О, эти глаза! Они говорили все, говорили одновременно слишком много, слишком много различных вещей, и они заставляли меня замирать. Они встречались случайно с моими, и у них был отблеск стали, стали блестящей и непроницаемой. Но вот внезапно они покрываются словно дымкой и утрачивают свою остроту. Представьте себе, синьор, лезвие, запотевшее от дыхания.

Но нет, я не могу говорить вам о своей любви. Никто никогда не узнает, как я ее любил, никто. Она сама никогда не знала этого, она не знает. Но, что я хорошо знаю, это то, что она меня никогда не любила! Ни одного дня, ни одного часа, ни одной минуты.

Я это знал с самого начала, знал это и тогда, когда она смотрела на меня затуманившимися глазами. Я не строил иллюзий.

Мои губы никогда не решались произнести нежного вопроса, который повторяют все влюбленные: «Ты любишь меня?» Мне приходит на память, как я, стоя подле нее, чувствуя в себе прилив желания, думал не раз: «О, если бы я мог целовать ее лицо так, чтобы она не заметила моих поцелуев!»

Нет, нет, я не могу говорить вам о своей любви. Я расскажу вам еще о фактах, о маленьких смешных событиях, о позорных пустяках.

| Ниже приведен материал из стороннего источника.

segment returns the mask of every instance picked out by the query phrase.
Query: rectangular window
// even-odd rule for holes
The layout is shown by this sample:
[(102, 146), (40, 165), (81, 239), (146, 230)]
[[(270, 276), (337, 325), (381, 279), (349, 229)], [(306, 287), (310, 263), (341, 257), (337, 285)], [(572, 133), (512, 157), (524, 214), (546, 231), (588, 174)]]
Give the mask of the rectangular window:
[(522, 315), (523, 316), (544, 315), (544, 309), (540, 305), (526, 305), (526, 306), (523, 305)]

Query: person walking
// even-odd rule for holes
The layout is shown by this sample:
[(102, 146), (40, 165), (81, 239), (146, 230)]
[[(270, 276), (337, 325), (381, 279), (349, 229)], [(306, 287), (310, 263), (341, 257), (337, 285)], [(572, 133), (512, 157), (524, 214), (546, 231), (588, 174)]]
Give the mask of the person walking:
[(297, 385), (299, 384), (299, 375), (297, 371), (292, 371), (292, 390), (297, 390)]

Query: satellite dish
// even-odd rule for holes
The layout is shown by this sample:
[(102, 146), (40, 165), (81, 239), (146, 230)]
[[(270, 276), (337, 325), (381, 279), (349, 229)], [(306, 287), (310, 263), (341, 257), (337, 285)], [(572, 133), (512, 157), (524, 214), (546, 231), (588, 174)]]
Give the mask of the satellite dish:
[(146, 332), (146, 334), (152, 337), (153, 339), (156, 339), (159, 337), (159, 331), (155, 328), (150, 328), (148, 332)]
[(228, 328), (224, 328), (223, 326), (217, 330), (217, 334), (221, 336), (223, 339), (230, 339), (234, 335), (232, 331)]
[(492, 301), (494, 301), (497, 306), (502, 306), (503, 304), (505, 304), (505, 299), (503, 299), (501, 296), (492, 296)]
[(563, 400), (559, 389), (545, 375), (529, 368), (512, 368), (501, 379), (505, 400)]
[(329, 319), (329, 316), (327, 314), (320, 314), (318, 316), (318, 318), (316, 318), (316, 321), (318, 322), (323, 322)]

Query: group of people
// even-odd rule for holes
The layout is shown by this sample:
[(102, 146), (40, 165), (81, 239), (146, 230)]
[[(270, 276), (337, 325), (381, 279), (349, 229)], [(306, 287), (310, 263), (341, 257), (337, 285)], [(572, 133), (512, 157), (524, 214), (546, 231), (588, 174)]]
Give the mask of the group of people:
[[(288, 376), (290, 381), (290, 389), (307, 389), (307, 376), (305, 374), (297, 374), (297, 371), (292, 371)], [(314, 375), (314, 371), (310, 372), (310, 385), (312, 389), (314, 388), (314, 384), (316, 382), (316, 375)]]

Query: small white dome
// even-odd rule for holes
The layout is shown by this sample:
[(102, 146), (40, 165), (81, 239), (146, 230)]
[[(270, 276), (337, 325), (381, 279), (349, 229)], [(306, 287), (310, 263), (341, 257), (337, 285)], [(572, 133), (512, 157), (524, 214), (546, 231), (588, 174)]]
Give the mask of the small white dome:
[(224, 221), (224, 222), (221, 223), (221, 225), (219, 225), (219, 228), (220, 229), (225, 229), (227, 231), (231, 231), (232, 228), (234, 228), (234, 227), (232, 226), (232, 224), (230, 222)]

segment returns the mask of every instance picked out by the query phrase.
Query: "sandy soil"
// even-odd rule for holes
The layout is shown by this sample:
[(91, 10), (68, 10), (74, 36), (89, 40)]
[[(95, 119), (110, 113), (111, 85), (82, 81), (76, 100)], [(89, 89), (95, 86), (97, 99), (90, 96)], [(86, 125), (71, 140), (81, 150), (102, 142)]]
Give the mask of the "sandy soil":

Свадьба была назначена. Джиневра оставалась еще несколько недель в Тиволи, и я часто ездил в Тиволи на трамвае, оставался там по полдня, по нескольку часов. Я был доволен, что она далеко от Рима. Моей постоянной тревогой было то, чтобы кто-нибудь из моих коллег по службе не проведал про мою тайну. Я использовал целый ряд предосторожностей, уверток, отговорок, хитростей, чтобы скрыть то, что я уже сделал и собирался сделать, я избегал появляться в общественных местах, на все вопросы отвечал уклончиво, прятался в какую-нибудь лавчонку, в подворотню, в переулок всякий раз, как замечал издали кого-нибудь из прежних своих сотрапезников. Однако один раз мне не удалось улизнуть от Филиппа Доберти. Он нагнал меня и остановил, вернее схватил за руку.

— А, Эпископо, как давно тебя не было видно. Что ты поделывал? Ты был болен?

Я не мог побороть невольного волнения. Отвечал не подумав:

— Да, я был болен.

— Это и видно, ты совсем зеленый. Ну, как ты теперь живешь? Где столуешься? Где проводишь вечера?

Я вторично что-то соврал в ответ, избегая смотреть ему прямо в глаза.

— О тебе говорили прошлой ночью, — продолжал он. — Эфрати рассказывал, что он видел тебя на via Alessandrina под руку с каким-то пьяницей.

— С пьяницей, — воскликнул я. — Но Эфрати бредит.